For me it succeeds and prints this on Linux:

info: This is pdfsizeopt.py r195 size=309327.
info: loading PDF from: Pages1-7.pdf
info: loaded PDF of 257118 bytes
info: using Ghostscript gs: GPL Ghostscript 8.71 (2010-02-10)
info: decompressing 36 bytes with Ghostscript /Filter/FlateDecode/DecodeParms <</Columns 3/Predictor 12>>
info: decompressing 97 bytes with Ghostscript /Filter/FlateDecode/DecodeParms <</Columns 5/Predictor 12>>
info: found 43 obj offsets and 3 obj streams in xref stream
info: separated to 38 objs + xref + trailer
info: found 0 Type1 fonts loaded
info: found 0 Type1C fonts loaded
info: eliminated 6 duplicate objs
info: eliminated 2 unused objs in 2 classes
info: saving PDF with 30 objs to: Pages1-7.pso.pdf
info: generated object stream of 560 bytes in 21 objects (12%)
info: generated 253953 bytes (99%)

If that command doesn't work for you, please reply (and include the full output).

If that command works for you, then you can remove the flags --use-multivalent=no and --do-optimize-images=no one-by-one.

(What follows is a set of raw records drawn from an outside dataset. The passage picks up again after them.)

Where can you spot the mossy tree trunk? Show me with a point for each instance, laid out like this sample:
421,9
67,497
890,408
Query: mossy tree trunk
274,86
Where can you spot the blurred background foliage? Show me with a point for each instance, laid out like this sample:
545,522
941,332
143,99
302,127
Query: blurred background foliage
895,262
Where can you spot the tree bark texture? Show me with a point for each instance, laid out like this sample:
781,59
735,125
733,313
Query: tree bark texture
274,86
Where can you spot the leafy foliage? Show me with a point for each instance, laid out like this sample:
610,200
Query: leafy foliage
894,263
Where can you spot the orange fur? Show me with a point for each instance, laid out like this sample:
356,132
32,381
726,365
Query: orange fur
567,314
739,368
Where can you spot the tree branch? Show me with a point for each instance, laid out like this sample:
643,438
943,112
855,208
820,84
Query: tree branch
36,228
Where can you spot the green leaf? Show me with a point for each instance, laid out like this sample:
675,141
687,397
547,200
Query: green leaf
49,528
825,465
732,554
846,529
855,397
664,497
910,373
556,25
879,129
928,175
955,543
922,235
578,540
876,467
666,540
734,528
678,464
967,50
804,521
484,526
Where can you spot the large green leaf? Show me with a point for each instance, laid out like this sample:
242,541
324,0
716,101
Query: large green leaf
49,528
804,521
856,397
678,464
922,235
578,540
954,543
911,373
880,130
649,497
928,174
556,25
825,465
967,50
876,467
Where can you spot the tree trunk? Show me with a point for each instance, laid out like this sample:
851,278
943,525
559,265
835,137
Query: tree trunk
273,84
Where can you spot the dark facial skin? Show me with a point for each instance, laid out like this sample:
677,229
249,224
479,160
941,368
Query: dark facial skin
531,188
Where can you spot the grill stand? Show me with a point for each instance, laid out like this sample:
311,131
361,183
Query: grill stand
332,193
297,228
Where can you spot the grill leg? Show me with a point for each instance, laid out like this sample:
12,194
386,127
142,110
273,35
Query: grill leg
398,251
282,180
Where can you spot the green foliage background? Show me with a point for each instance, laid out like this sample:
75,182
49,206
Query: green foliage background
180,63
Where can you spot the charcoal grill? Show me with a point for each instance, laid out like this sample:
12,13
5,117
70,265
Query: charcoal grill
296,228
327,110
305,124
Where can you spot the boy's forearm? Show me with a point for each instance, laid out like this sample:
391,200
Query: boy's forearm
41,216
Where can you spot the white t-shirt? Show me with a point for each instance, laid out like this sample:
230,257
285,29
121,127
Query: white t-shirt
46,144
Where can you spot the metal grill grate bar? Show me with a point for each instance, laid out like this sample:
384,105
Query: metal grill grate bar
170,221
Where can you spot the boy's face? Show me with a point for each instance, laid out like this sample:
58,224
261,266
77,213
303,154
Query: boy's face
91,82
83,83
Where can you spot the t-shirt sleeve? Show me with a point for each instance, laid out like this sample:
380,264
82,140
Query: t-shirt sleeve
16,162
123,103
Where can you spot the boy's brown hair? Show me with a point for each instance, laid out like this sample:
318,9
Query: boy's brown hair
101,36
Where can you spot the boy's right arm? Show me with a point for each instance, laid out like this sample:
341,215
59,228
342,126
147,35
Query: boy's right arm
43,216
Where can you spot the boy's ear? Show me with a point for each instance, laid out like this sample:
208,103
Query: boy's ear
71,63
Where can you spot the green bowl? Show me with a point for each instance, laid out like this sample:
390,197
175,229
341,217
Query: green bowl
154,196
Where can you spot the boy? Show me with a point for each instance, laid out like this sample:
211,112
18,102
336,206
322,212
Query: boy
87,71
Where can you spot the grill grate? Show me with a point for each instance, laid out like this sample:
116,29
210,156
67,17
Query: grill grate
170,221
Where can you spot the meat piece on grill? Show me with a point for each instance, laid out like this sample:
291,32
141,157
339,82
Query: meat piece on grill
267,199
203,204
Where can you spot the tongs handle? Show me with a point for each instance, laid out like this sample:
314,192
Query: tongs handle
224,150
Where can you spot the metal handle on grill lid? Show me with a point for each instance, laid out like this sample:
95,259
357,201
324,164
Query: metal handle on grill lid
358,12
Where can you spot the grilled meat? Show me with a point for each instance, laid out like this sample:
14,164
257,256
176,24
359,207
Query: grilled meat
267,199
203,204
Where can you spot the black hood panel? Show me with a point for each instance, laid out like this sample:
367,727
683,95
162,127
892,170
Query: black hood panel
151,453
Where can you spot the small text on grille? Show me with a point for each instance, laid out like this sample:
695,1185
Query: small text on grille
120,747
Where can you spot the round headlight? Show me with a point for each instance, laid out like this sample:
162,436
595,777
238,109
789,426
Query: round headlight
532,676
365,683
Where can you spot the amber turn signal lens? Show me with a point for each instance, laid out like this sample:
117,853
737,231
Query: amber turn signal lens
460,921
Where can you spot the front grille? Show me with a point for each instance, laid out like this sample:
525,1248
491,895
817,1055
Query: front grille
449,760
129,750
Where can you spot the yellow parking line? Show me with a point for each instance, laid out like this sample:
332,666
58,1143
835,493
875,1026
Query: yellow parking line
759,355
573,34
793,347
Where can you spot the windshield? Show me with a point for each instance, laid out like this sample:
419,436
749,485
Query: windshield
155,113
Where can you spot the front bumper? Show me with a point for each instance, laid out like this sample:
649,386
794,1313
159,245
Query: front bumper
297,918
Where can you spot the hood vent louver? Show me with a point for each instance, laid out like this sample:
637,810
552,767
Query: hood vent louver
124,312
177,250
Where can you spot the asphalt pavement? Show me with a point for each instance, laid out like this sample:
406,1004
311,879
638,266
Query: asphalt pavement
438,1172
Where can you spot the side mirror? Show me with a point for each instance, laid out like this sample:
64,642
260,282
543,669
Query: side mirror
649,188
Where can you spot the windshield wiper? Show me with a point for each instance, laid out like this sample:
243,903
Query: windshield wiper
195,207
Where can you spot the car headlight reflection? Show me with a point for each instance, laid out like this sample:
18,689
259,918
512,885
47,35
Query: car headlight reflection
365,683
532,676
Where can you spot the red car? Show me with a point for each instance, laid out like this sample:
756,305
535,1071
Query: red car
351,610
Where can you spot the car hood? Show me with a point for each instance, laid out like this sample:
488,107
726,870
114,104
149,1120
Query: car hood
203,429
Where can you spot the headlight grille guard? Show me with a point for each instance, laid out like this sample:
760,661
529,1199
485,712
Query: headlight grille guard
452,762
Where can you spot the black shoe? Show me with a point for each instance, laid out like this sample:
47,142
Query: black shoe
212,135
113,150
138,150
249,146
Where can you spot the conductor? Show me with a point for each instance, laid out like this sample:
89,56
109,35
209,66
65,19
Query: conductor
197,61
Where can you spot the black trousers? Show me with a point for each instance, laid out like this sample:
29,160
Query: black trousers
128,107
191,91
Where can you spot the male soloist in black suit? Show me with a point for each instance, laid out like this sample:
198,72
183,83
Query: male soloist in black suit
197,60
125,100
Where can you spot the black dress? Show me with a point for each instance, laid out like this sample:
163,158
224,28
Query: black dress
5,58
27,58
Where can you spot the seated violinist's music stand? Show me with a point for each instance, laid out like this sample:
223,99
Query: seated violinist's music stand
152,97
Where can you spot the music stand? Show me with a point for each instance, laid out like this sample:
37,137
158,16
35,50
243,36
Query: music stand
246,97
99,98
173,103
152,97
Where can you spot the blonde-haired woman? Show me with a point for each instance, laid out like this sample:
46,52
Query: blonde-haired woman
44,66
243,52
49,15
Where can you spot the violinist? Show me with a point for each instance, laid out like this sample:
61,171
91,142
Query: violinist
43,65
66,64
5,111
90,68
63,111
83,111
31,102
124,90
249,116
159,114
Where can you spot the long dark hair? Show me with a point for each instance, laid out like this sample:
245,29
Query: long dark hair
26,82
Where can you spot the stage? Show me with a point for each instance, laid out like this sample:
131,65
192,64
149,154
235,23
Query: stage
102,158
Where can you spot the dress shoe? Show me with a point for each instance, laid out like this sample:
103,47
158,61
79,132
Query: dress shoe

If removing the flags makes it fail, please open  another issue about that.
Summary: Ghostscript fails to uncompress stream on Windows
Status: Fixed
Labels: OpSys-Windows
Jun 25, 2012
#2 fdnc...@gmail.com
Thanks for your help.

I get the same output you do when i don't use multivalent and i don't optimize images however when multivalent=yes and optimize-images=yes I get this error string:

"Error in findFileFormatStream: failed to read first 12 bytes of file"

and the program keeps running.  I'm assuming this is an error with jbig2.exe because the PDF file that is created has 7 pages but i get an acrobat error "Insufficient data for an image" and all pages are blank.  I see that error string in Leptonica but the function looks pretty simple so I'm not sure why it's failing.

Attached is the log and pdf file.
Pages1-7.psom.pdf
183 KB   Download
image_optimze_error.txt
23.9 KB   View   Download
Jun 25, 2012
#3 fdnc...@gmail.com
One last note.  I just finished compiling Adam Langley's jbig2 encoder with vs2010 on my system.  That got rid of the "Error in findFileFormatStream" problems but the PDF still fails to open with the "Insufficient blah blah" error.  Not quite sure where to go to from here.

Thanks,
Darren
Jun 25, 2012
Project Member #4 pts...@gmail.com
Please open a new issue, attach the original PDF (again), the PDF generated by pdfsizeopt+jbig2, and the jbig2.exe you use. Don't forget to include the console output messages of pdfsizeopt. I'll start by trying to reproduce the problem on Linux.